The High-crowned Seahorse has been involved in live trade, with around 1,200 wild-sourced individuals being officially reported in the CITES trade database between 1997 and 2004 before the listing of all seahorses in CITES Appendix II (UNEP-WCMC 2022). However, this quantity only reflects seahorse imports into EU member states before the genus was listed on CITES (Foster et al. 2021).
After the CITES Appendix II listing in 2004, there were fewer trades of the High-crowned Seahorse officially reported in the CITES database. Two live trades involving 100 wild-sourced (source code W) and 15 captive-born (F1 generation; source code F) individuals were reported in 2005 and 2014, respectively, and one dried trade involving 52 seized specimens were reported in 2016 (UNEP-WCMC 2022). The dried trade volume may be an underestimate, given that most of the dried trade of seahorses is illegal and unreported (Foster et al. 2019), and the seahorse is potentially used as traditional medicine, cosmetics, or health food in Korea.
The Korean Seahorse may be involved in trade based on trades involving the similar-looking High-crowned Seahorse, but the level at which this seahorse is traded is unclear.
Conservation Actions Information
There are no species-specific management or conservation measures in place for the Korean Seahorse. However, all seahorses are listed under Appendix II of the Convention on International Trade in Endangered Species of Wild Fauna and Flora (CITES), meaning that seahorse exports are to be sustainable, legal, and monitored (Vincent et al. 2011).

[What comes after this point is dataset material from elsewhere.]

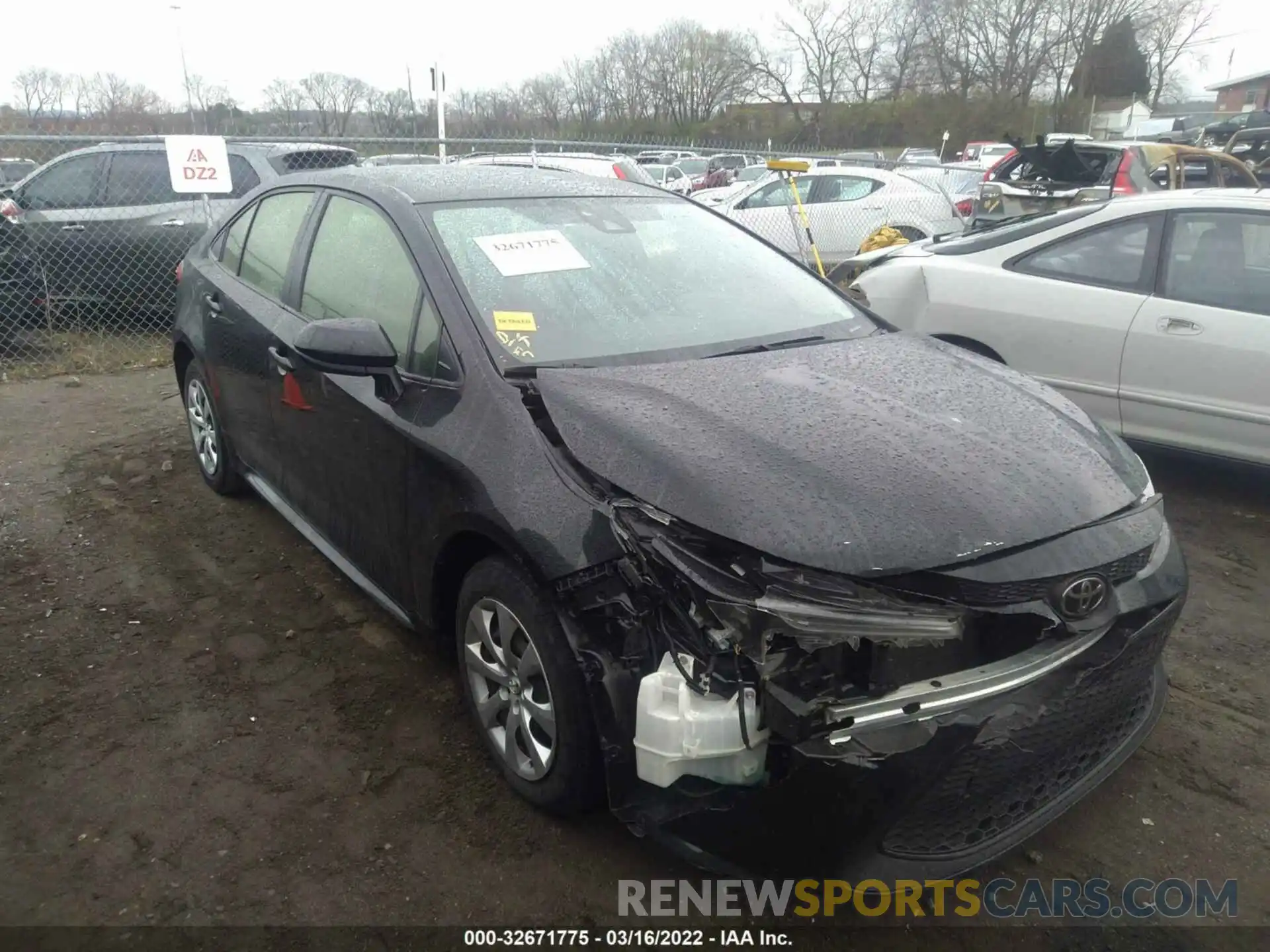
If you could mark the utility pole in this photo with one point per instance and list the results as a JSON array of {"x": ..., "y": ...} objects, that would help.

This seahorse occurs in several marine protected areas in Korea and Japan, such as the Gamak Bay Marine Reserve and Wakasa Wan Quasi-National Park (UNEP-WCMC and IUCN 2023).
Further research is needed on its population size and trends, along with habitat trends. Regulating sea filling projects and monitoring habitat quality and trade are necessary for the continued persistence of this seahorse.